From 1920 to 1932, Mr. Simonelli was President of the Italian Savings Bank. The King of Italy, Victor Emmanuel III, conferred upon him the honour of Commander (Commendatore) of the Order of the Crown of Italy. From 1922 to 1930, Simonelli was Treasurer and Director of the Italian Chamber of Commerce and Treasurer of the Italian Hospital of New York City. During those years he was also vice president of the Comitato pro Sacco and Vanzetti. In 1926, he was Director and organizer of the Seward National Bank. From 1927 to 1934, he was also Director of the Italian Super-Power Co. When, in 1932, the Italian Savings Bank and the East River Bank merged, giving birth to a new Institution named East River Savings Bank in New York City, Simonelli was appointed Vice-President and Trustee of this Bank with his Office at 225 Lafayette Street. He resided in New York City at 326 W. 89th St. until 1936.

In 1937 Simonelli retired to Italy, at his castle “Villa Simonelli” in San Paolo Belsito, Naples. There, he spent the rest of his life as a country gentleman. He died in 1960. His remains rest in the Simonelli family mausoleum in the cemetery of Sant'Erasmo in Saviano, Naples.

== Bibliography ==
- Campbell Dorcas Elisabeth,The First Hundred Years. The Chronicle of a Mutual Savings Bank, East River Savings Bank New York, 1949, pp. 67–69, 94.

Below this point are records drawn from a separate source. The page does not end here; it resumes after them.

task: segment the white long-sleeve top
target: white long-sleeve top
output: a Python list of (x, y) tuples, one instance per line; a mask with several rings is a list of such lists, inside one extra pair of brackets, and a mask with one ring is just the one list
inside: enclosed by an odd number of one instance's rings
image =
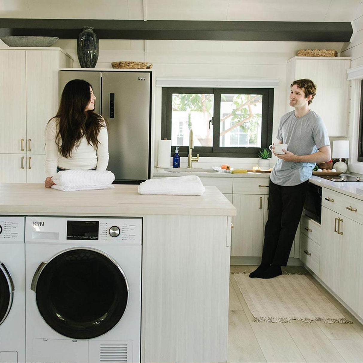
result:
[(96, 150), (92, 143), (88, 143), (86, 136), (83, 136), (78, 146), (75, 147), (71, 157), (68, 158), (60, 154), (56, 143), (57, 128), (57, 120), (53, 119), (45, 130), (44, 169), (46, 176), (55, 175), (57, 166), (72, 170), (87, 170), (95, 168), (97, 170), (106, 170), (109, 163), (109, 154), (108, 136), (105, 126), (101, 129), (98, 134), (98, 147)]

- Cannistraro, Philip V., Mussolini, Sacco-Vanzetti, and the Anarchists: The Transatlantic Context, The Journal of Modern History, Vol. 68, No. 1 (Mar., 1996), p. 51 n. 78.
- Il Mattino, Italiani che onorano la Patria all'Estero. Superbo avvenire delle aziende idro-elettriche. L'attività prodigiosa del comm. Pasquale Simonelli, La Cronaca del Mezzogiorno, 15-16 Febbraio 1928.
- Il Progresso italo americano, Il banchiere che portò Caruso negli USA, sezione B - supplemento illustrato della domenica, New York, 27 luglio 1986.
- Italian-American Who’s-Who. A Biographical Dictionary of outstanding Italo-Americans and Italian Residents of the United States, Volume One, Published by The Vigo Press, 2 Rector Street, New York City, 1935, pp. 266–267.
- Italian Savings Bank, Italian Savings Bank. Cartered 1896, New York City, 1920?
- Jackson Stanley, Caruso, First edition, New York, Stein and Day, 1972, pp. 99, 106, 110, 124.
- Key Pierre V. R., Zirato B., Enrico Caruso. A Biography, Boston, Little, Brown, and Company, 1922, pp. 170–172, 175, 179, 181, 206,207.